Pora na Pomidora w Płocku

Przyjechaliśmy pełni obaw, bo wiał wiatr, na niebie zbierały się mocno granatowe chmury i co jakiś czas popadywał deszcz. Baliśmy się, że nikogo nie będzie, bo wichura zniechęci mieszkańców Płocka do wyjścia z domu. Jednak stało się inaczej, choć nie chcę wierzyć, że skusił ich występ Ewy Farnym. Przecież to dla nas przyszli, bo kto oparłby się takiej zgranej pomidorowej ekipie, jak nasza - Edytce z www.ekoquchnia.pl i mi, papiszonowi, i oczywiście naszym dzielnym giermkom, tfu! pomocnikom. Pozdrawiam was ciepło. :)

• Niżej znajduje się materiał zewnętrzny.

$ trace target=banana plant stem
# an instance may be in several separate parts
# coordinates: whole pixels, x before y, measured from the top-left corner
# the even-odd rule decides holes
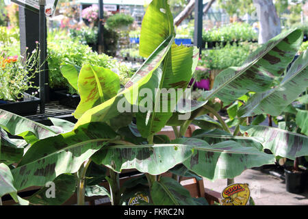
[[[230,185],[234,184],[234,179],[227,179],[227,185]]]
[[[213,115],[214,115],[217,119],[218,120],[218,121],[220,123],[220,124],[222,125],[222,128],[224,129],[224,130],[228,133],[229,133],[230,134],[231,133],[230,129],[229,129],[229,127],[227,125],[226,123],[224,123],[224,120],[222,119],[222,118],[220,116],[220,115],[216,112],[215,111],[214,109],[213,109],[212,107],[205,105],[203,106],[203,108],[209,110],[209,112],[211,112],[211,113],[213,114]]]
[[[84,205],[84,197],[86,192],[86,173],[87,169],[91,163],[91,159],[86,161],[84,163],[84,167],[80,170],[80,176],[78,178],[78,187],[77,187],[77,205]]]
[[[172,126],[173,131],[175,132],[175,138],[180,138],[177,126]]]
[[[120,201],[119,174],[110,169],[110,179],[108,181],[110,187],[112,205],[119,205]]]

Płock mnie zaskoczył, nikogo nie trzeba było namawiać na próbowanie koktajli. Ba, niekiedy nie wyrabiałyśmy się z pracą. Na szczęście dałyśmy radę, bo dodawałyśmy sobie energii... koktajlami właśnie. Podziałały na nas niczym sok z gumijagód :)


 Pan składał zamówienie dla całej rodzinki. Liczył, liczył, mama pomagała i wyszło mu, że potrzebuje sześć koktajli. Dostał wszystkie!
Bywało, że wychodziło słońce.

\A zaraz potem padało...


fot. Kacper Bartczak

Tutaj w kielichu mieliśmy coś nowego, Edyta zmiksowała pomidory z sokiem jabłkowym i wyszło genialnie, choć ten koktajl smakował głównie paniom.

Następny przystanek Nowe Miasto Lubawskie, zapraszamy!